Bello, J. 2003. Towards the automated analysis of simple polyphonic music: A knowledge-based approach. PhD dissertation, University of London.

Bello's thesis builds on previous systems by Bello et al., Martin, Kashino, and others. The system here employs a blackboard architecture, but it does not include the neural network chord recognizer or the fuzzy inference system seen in earlier papers. Like Martin's system, it employs global scheduling; like Kashino's, it uses temporal processing in addition to bottom-up and top-down. Information regarding single instrument waveforms is used as an alternative to strict frequency domain analysis.

This work, being a thesis, is not recommended in its entirety for casual reading. However, it seems to be well enough organized so that one can find specific information on the implementation. As a bonus, Section 2.2 provides a great overview of existing blackboard systems, and it might suggest additional reading useful to blackboard newcomers.

Available online http://www.elec.qmul.ac.uk/research/thesis/Bello2003-thesis.pdf (Accessed 16 February 2005)

Bello, J., G. Monti, and M. Sandler. 2000. Techniques for automatic music transcription. Proceedings of the international symposium on music information retrieval.

This is Bello, Monti, and Sandler's first paper to present a blackboard polyphonic transcription system. (It is described in the second half of the paper.) Their system is based on Martin's 1996 work. A significant variation from Martin is the introduction of a neural network-based chord recognizer. This new knowledge source identifies the probable existence of a chord in the input (as opposed to a single note). The data hierarchy is simplified from Martin's work.
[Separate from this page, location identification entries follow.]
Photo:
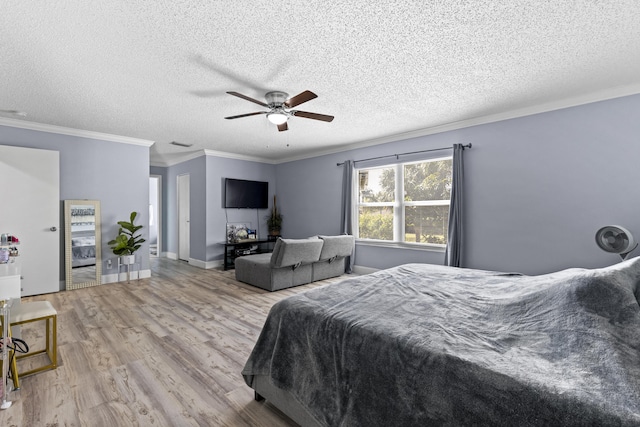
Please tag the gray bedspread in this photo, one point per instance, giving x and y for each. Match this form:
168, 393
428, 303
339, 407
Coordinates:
427, 345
The system transcribes piano music with three or fewer consecutive notes, and it, like Martin's project, encounters problems identifying octave intervals. There is no quantitative analysis of the system performance. This is a reasonably straightforward and readable work.

Available online http://ciir.cs.umass.edu/music2000/papers/bello_paper.pdf (Accessed 16 February 2005)
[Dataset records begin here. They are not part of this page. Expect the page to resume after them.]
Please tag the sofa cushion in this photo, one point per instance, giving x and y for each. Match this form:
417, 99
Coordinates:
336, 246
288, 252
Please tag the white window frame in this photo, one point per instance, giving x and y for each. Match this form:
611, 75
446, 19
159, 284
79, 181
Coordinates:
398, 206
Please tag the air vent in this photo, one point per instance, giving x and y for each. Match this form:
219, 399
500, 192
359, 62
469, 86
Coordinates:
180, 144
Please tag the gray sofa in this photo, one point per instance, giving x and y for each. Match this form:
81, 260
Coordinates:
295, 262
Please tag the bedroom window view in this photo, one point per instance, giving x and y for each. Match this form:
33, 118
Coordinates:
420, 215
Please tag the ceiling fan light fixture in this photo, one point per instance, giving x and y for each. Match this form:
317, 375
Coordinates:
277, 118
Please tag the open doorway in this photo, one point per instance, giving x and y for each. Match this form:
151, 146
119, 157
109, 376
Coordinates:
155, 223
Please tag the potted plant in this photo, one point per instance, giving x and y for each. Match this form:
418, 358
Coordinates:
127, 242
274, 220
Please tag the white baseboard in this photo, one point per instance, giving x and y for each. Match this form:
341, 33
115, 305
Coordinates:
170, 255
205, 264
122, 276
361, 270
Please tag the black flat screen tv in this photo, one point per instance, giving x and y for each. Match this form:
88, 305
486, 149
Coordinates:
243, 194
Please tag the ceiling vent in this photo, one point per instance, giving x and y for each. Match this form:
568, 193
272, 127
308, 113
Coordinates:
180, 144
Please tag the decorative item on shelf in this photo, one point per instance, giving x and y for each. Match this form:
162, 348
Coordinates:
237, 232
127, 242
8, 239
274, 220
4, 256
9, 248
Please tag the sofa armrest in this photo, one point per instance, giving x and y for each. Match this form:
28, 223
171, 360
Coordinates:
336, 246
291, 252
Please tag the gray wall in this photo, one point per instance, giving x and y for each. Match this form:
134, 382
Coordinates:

Bello, J., and M. Sandler. 2000. Blackboard system and top-down processing for the transcription of simple polyphonic music. Proceedings of the COST G-6 conference on digital audio effects.

This paper describes the same system as Bello, Monti, and Sandler, 2000, and most of the content is the same as the first. However, new diagrams are present, and the "Conclusions and Next Steps" section has been better fleshed-out.

Available online http://www.elec.qmul.ac.uk/staffinfo/juan/documents/BelloDAFx00.pdf (Accessed 16 February 2005)

Ellis, D. 1996. Prediction-driven computational auditory scene analysis. PhD dissertation, Massachusetts Institute of Technology.

This thesis is the culmination of Ellis' work in auditory scene analysis at MIT. Previous systems by Ellis employed perceptual knowledge in computational auditory scene analysis. This system explicitly incorporates a blackboard architecture. Its goal is to distinguish among ambient sounds, rather than to transcribe polyphonic music, but I have included it here because Ellis' work influenced other researchers such as Martin and Bello.

Available online http://web.media.mit.edu/~dpwe/pdcasa/pdcasa.pdf (Accessed 16 February 2005)

Godsmark, D., and G. Brown. 1999. A blackboard architecture for computational auditory scene analysis. Speech Communication 27:351–366.

Using perceptually-informed preprocessing, Godsmark and Brown's blackboard system performs well on polyphonic, multi-timbral transcription tasks. A focus is on hierarchical grouping principles in perceptual sound organization. While the system is evaluated with musical signals, it approaches the problem from the perspective of auditory scene analysis in general.

This is a long and dense paper, and I recommend reading it after Martin's and Kashino's.

Available online http://www.dcs.shef.ac.uk/~guy/pdf/spcom99.pdf (Accessed 16 February 2005)

Hainsworth, S. 2001. Analysis of musical audio for polyphonic transcription. First year Ph.D. report, University of Cambridge.

This handy report briefly outlines the history of polyphonic transcription up to 2001. (It does not present original work.) It makes a useful reference, and might suggest further reading on any aspect of transcription. I especially like that there are often a few words regarding how one researcher's work relates to others'.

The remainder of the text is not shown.